Merrill Lynch analyst Sam Brothwell believes the last four major pipeline company sales indicate that the market for pipeline assets is “likely peaking here” at nine or 10 times earnings before interest taxes depreciation and amortization (9X or 10X EBITDA) and should drift back to more normal levels of about 8X EBITDA over time.

But valuations have risen substantially since collapsing in 2002 to about 7X EBITDA. Pipeline valuations rose sharply this year with four major asset sales going for values in the 9X EBITDA area, including the planned purchase announced last week of Enron’s pipelines by Southern Union (9.8X EBITDA), TransCanada’s purchase of Gas Transmission Northwest (9.3X), Magellan’s purchase of Shell’s product pipelines (10.9X) and Atmos Energy’s purchase of TXU Gas (10.1X).

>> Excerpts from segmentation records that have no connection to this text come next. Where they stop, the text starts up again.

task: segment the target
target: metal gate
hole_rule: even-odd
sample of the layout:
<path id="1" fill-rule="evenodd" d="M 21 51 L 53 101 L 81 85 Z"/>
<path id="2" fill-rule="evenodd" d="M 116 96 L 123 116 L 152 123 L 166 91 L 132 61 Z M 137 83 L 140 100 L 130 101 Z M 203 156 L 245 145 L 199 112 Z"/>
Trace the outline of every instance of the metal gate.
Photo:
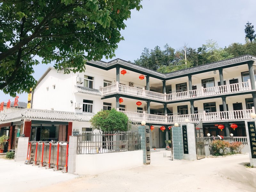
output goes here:
<path id="1" fill-rule="evenodd" d="M 195 129 L 196 155 L 197 159 L 200 159 L 205 157 L 205 149 L 202 120 L 198 124 L 196 125 Z"/>

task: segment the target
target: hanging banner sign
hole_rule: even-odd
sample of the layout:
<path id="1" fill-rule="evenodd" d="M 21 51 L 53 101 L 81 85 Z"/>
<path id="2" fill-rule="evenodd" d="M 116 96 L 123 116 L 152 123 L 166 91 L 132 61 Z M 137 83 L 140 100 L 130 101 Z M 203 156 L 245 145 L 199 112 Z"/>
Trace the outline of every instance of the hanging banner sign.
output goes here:
<path id="1" fill-rule="evenodd" d="M 252 158 L 256 158 L 256 128 L 254 121 L 247 122 Z"/>

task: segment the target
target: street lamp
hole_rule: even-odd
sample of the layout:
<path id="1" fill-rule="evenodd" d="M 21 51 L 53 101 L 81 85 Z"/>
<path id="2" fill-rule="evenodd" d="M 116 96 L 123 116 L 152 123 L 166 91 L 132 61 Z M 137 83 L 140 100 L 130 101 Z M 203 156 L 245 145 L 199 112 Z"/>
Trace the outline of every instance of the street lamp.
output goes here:
<path id="1" fill-rule="evenodd" d="M 142 125 L 145 125 L 145 124 L 146 124 L 146 121 L 141 121 L 141 124 Z"/>

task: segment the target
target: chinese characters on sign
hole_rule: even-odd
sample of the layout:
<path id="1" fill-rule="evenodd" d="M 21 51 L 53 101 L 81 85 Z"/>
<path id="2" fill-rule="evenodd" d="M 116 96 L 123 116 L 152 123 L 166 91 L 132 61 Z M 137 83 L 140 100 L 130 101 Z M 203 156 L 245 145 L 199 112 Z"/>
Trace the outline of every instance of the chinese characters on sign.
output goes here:
<path id="1" fill-rule="evenodd" d="M 256 129 L 255 122 L 248 122 L 252 158 L 256 158 Z"/>
<path id="2" fill-rule="evenodd" d="M 182 136 L 183 138 L 183 150 L 184 154 L 188 154 L 188 143 L 187 125 L 182 126 Z"/>
<path id="3" fill-rule="evenodd" d="M 146 164 L 149 164 L 150 162 L 150 131 L 149 127 L 145 127 L 145 137 L 146 137 Z"/>

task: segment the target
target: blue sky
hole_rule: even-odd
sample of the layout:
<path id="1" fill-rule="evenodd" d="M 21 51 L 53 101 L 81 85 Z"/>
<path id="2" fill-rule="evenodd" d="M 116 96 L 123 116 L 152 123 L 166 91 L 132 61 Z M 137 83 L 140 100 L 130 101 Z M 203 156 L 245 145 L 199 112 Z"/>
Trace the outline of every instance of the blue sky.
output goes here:
<path id="1" fill-rule="evenodd" d="M 244 43 L 248 21 L 256 30 L 254 0 L 143 0 L 141 4 L 143 9 L 132 11 L 125 22 L 127 27 L 121 31 L 125 40 L 118 44 L 116 58 L 133 61 L 144 47 L 163 48 L 166 43 L 176 50 L 185 44 L 196 49 L 211 39 L 223 48 Z M 35 66 L 34 76 L 38 80 L 52 65 Z M 18 95 L 20 101 L 27 102 L 27 93 Z M 0 91 L 0 102 L 8 99 L 14 100 Z"/>

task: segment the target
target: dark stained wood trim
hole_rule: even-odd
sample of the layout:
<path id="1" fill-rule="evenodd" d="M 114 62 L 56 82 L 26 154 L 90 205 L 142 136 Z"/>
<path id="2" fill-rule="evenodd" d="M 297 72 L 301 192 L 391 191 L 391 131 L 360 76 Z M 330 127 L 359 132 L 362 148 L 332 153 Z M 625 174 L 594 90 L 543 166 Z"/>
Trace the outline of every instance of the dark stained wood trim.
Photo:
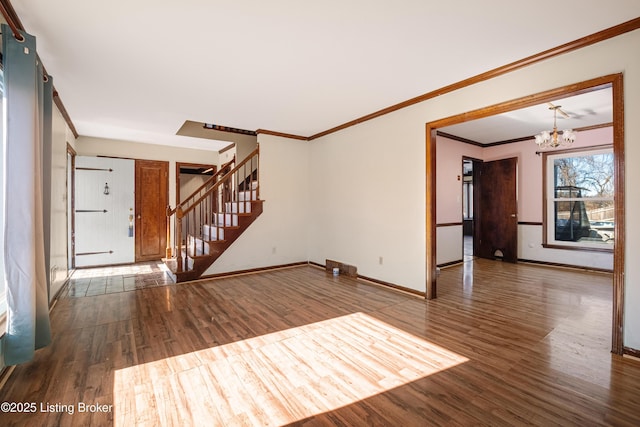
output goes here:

Historically, regulated pipeline assets have been valued at about 8X EBITDA. But after Enron’s demise and the financial collapse of many industry companies, pipeline assets were going for fire sale prices of 7X EBITDA. Kern River Gas Transmission, Northern Natural and Williams Central went out the door for bargains. Low valuations persisted last year with CMS selling Panhandle to Southern Union and Williams selling Texas Gas to Loews Corp. Enbridge also picked up Alliance for roughly 7X EBITDA, said Brothwell.

“In our view, the low multiples were not only driven by the dire financial condition of many pipeline companies, but also reflected the low gas prices and perceived oversupply that characterized the markets after Enron’s blowout,” he said, recalling that gas prices fell to less than $2.00 in early 2002, “dragged down by the weak economy and a winter that basically didn’t happen.”

“The attendant tripling of natural gas prices since the 2002 nadir has, in our view, heightened the market’s awareness of the importance of gas infrastructure,” said Brothwell. “All that said, there is a practical limit to how high things can go.

“Keep in mind that these remain regulated assets…[that] in most cases probably can’t earn much more than a mid-teens return on equity,” he said, also noting that pipeline companies are facing shorter contract durations, pipe-on-pipe competition and tougher expansion battles with states and landowners.

Many of buyers in the most recent transactions have been in the industry rather than private equity companies, indicating that the premiums likely have peaked and valuations should begin to come down, he added.

There also are only four major pipelines left out of 20 that previously were publicly traded. And the major pipeline companies have made significant financial progress and are in better shape than they were a year ago. “That said, the potential for another asset sale or two does remain as these companies seek to optimize their asset mix,” said Brothwell.

He also predicted further consolidation or asset sales at the local distribution company level. There remains at least one financially distressed LDC on the market currently — NUI Corp.